Posts Tagged ‘ targeted data lists ’

Data Brokers and the Driving Force behind the Data Economy


TARGETED DATA LISTS

 

With all the talk of data out there, who is actually using it and what are they using?  Turns out, most data used in the enterprise today comes from internal applications. That is starting to change, and the trend will accelerate.  But for now, when asked which data types were important to their firm’s overall business strategy, the majority of business intelligence users and planners cited internal sources such as transactional data from corporate apps or other customer data. Only about 1/3 of respondents reported the importance of external sources such as scientific data, partner data or other 3rd party data.

Fewer still used unstructured external data such as Twitter feeds or other social media sources. Current data sources are limited.  Yet both business and IT decision-makers recognize the need to improve their use of data:  56% of business and IT decision-makers surveyed by Forrester see improving the use of data and analytics to improve business decisions and outcomes as a top priority. And, that potentially includes expanding the use of external data… if they can find it.

Where do they go for external data?  What types of data might complement their transactional and other internal data? How can corporate strategists and market research teams identify new sources of information? Where can they find them, and how can they acquire and consume them? Can they be combined with internal data? Are the sources safe? reliable? sustainable?

We’re kicking off research here at Forrester that looks at data providers and enablers in the new data economy. Some are veterans of the data industry like Lexis Nexis  or Dunn & Bradstreet.  But others are new players who have entered the market to help facilitate the exchange and use of data.

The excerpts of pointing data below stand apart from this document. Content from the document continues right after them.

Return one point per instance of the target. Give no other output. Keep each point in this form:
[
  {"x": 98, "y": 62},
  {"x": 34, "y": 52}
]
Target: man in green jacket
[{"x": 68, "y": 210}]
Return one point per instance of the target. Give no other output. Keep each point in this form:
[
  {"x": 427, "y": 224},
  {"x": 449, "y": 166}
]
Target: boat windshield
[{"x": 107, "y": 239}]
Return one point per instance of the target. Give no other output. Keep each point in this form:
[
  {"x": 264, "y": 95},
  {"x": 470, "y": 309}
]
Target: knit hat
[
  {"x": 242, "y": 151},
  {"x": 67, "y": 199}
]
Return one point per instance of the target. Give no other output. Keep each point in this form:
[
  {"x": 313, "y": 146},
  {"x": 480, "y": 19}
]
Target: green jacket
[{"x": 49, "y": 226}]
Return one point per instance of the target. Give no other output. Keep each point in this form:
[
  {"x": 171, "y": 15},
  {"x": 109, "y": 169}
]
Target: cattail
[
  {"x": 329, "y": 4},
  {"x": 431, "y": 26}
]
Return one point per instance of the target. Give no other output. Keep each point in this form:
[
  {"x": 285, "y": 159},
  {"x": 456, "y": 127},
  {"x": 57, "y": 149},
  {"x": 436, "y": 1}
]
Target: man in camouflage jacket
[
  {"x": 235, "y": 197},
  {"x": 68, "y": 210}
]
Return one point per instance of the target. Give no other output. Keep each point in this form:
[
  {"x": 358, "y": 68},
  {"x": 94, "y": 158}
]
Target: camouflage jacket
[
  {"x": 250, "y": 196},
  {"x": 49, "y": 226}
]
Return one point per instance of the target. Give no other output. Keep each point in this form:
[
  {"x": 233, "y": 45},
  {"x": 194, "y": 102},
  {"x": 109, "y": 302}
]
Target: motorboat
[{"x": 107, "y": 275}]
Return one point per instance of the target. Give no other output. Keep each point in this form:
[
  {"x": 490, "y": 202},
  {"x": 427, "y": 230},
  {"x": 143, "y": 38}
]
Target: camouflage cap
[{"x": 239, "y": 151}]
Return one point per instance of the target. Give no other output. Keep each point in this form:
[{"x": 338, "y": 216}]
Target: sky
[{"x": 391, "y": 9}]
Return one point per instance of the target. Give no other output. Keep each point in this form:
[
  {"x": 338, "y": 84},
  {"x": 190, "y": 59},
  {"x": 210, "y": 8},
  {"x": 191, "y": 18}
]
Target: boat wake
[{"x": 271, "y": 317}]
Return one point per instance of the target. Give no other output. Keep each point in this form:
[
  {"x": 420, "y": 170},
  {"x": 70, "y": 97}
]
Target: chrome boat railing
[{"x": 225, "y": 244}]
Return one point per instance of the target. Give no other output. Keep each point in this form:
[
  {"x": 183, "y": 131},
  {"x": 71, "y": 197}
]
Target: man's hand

For example, Enigma is a new search and discovery platform for public data – note they do not say “open data” but rather any data that is available to the public whether enterprise data, scientific data, academic data or open government data.  They describe the “public data paradox” in which data is out there and available but not accessible.  Public data remains in diverse formats – although that will slowly change with new government mandates for API access – and is not yet indexed and searchable.  As they put it “you are limited to the data you know about” and you can’t see the connections among different data sets.  At Enigma, they have built an infrastructure for acquiring, indexing and searching public data.  It makes it easy to find data on a particular subject, and most importantly find data sets you didn’t even know about. As they say, “a lot of people have been pioneering how we analyze the world with data” but what was missing was how to find that data.  They want to be the “Google” for public data.

Another example on my side of the pond is Data Publica. Like Enigma, they help businesses acquire data, yet with less emphasis on self-service or a “Google” approach.  Data Publica will help identify data sources, will extract and transform the raw data into a usable structure, and will deliver data as a service.  Delivery mechanisms range from dashboards and reports to data sets or streams, either as a one-off purchase or through subscription access.  Customer solutions include regional dashboards used to determine market opportunity and RFP notifications alerting potential bidders of a new request.  Small businesses who might not have the internal resources to watch the websites of multiple government agencies on a daily basis benefit from the RFP aggregation Data Publica provides by pulling data on public RFPs from over 100 sources.  Getting a timely alert that an RFP has been issued can be the key to winning the bid.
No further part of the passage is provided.